Her poor little "highness" snubbed? Not nearly enough.

What I don't understand is why people outside that country--or inside--agree to use words like royal or highness without the ironic distance of quotaion marks. 

The monarchy is a ridiculous and decrepit institution. There's no place for it at a celebration of one of the great historical triumphs of/for Democracy. (ie, not a triumph of/for a privileged, hereditary ruling class. Ugh. Disgusting.)

If Liz wants to attend as an individual, fine, but if she were invited, the institution comes with her. I am so repulsed by the sight of foreign leaders--particularly ours--bowing and deferring to this symbol of a thousand years of oppression.

Her Majesty. Please. She is not a majesty. She has earned nothing. That family should have been discharged to fend for itself a hundred years ago. Calling her that is a disgrace.

I prefer the sentiment Thomas Jefferson expressed in our Declaration, "We hold these truths to be self-evident, that all men are created equal . . . " -- That was a direct rebuttal to the preposterous "Divine Right of Kings" and a direct contradiction of the concept that there exists a Magisterial personage such as The Queen.

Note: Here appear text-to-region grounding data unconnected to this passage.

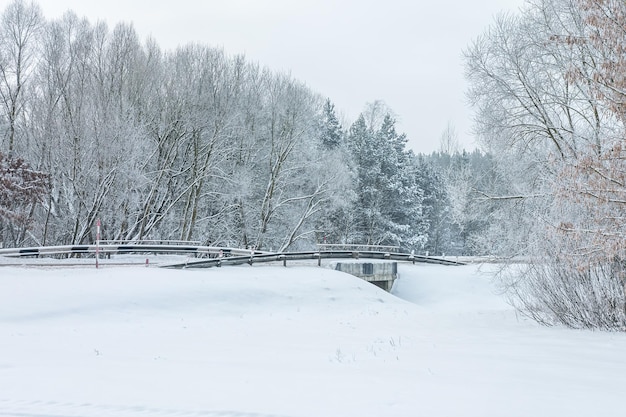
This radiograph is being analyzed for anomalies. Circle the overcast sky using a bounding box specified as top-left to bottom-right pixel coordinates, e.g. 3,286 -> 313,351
13,0 -> 523,153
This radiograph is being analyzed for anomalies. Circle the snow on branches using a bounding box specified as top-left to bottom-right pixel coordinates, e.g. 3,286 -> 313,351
0,153 -> 49,237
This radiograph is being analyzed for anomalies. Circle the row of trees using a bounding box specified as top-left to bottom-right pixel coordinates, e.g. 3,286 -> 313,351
466,0 -> 626,330
0,0 -> 494,253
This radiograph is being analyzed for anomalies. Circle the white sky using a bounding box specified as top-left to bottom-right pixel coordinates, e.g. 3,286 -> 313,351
7,0 -> 523,153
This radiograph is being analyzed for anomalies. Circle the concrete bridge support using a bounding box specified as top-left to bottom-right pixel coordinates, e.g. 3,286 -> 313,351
335,262 -> 398,291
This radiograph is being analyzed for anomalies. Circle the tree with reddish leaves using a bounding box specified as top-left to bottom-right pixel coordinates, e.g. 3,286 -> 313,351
466,0 -> 626,331
0,153 -> 50,246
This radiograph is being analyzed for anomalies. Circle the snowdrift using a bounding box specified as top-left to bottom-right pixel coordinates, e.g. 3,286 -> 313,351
0,265 -> 626,417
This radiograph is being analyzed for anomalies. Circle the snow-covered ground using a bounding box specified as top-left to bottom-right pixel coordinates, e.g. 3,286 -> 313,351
0,258 -> 626,417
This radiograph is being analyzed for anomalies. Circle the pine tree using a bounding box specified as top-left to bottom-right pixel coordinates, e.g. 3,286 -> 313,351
320,99 -> 343,150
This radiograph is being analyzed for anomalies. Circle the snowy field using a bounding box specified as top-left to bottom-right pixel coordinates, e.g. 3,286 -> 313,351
0,258 -> 626,417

Monarchies are relics of the Middle Ages--that wonderful period of human culture--and long before. Their existence in the twenty-first century is ridiculous. They are an abomination.

I understand why our leaders swallow their pride and adhere to the rituals of this Medieval anachronism. You can't make every interaction with the Brits into a fight about basic human equality. (That should be a given, but if the Brits insist in rubbing the world's nose in the idea of basic equality every time their country interacts with the world, you have to pick your battles.)

So you can't snub the institution every time, but I applaud every country and individual when they do stand up for what’s right and snub her. I get a great big smile every time I see another nick chiseled out of her royal armour.

Go French!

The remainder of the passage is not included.